Iraqi Oil Minister Adel Abdul Mahdi. (Asharq Al-Awsat)

Iraqi Oil Minister Adel Abdul Mahdi. (Asharq Al-Awsat)

Abu Dhabi, Asharq Al-Awsat—Iraqi Oil Minister Adel Abdul Mahdi said his country stands by the Saudi-brokered OPEC decision to maintain production among the organization’s member countries, amid some of the lowest oil prices since the aftermath of the global financial crisis.

Saudi Arabia proposed that OPEC make no change in its collective output during its annual meeting in Vienna last month, despite huge pressure on the organization to cut production to push up prices.

Oil prices have fallen from around 100 US dollars per barrel at the start of the year to below 60 dollars earlier this month due to a surplus in supply and reduced demand from buyers, as well as a production increase from outside OPEC largely led by the shale oil boom in the US.

But Saudi Oil Minister Ali Al-Naimi suggested last month that core OPEC producers ride out the low-oil-price wave in order to offload their surpluses and maintain market share, leaving the market to push up prices naturally in the long-run and eventually crowding out non-core, high-cost producers, who will not be able to maintain production when prices fall even lower, as is expected in the short-term.

Mahdi said his country had been behind the Saudi plan, despite “reasonable” alternatives on the table in November, such as one put forward by Algerian Energy Minister Youcef Yousfi for OPEC to reduce its yearly output by 5 percent, or 1.5 million barrels of oil per day (bpd).

“We are behind the ‘Saudi theory’ and this is natural because Saudi Arabia, along with the other Gulf countries, accounts for half of OPEC’s production,” he said.

OPEC’s decision will be difficult for producers such as Iraq and Algeria, who rely on oil revenues for over 90 percent of their national income, but Mahdi said the plan to crowd out non-core producers would be “healthy” for the market and benefit producers such as Iraq in the long-run as it would eventually allow the market to stabilize on the back of production by “reliable, core producers.”

“In Iraq we are taking a pragmatic stance. We support the current situation so long as everyone [in OPEC] has agreed to continue production. If everyone wanted to reduce production, we would agree to the same,” he said.
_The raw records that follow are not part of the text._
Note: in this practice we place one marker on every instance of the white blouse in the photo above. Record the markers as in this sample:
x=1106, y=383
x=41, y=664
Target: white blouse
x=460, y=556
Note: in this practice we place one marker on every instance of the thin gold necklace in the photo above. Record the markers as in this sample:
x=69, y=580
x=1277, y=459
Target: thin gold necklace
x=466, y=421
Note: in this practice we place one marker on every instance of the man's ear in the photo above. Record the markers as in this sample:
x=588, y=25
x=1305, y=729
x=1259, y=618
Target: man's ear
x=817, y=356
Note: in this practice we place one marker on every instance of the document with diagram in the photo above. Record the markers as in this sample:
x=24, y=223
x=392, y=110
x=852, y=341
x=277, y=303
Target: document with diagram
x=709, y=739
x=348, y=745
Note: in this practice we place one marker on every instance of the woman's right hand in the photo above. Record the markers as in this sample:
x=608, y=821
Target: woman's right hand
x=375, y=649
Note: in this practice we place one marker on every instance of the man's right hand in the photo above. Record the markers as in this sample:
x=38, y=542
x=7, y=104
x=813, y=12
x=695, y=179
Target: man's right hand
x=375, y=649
Meanwhile, Mahdi also said he felt it was time to reopen talks with Saudi Arabia on the Iraqi–Saudi oil pipeline, shut down since Iraq’s invasion of Kuwait in 1990.

“This is a matter beneficial for both countries, especially since the pipeline stands unused, except for some transport of gas by our Saudi brothers,” he said. “But I know it is also tied to the question of Iraqi debt, so we will need to discuss it in a reasonable and thought-out manner that will benefit both sides.”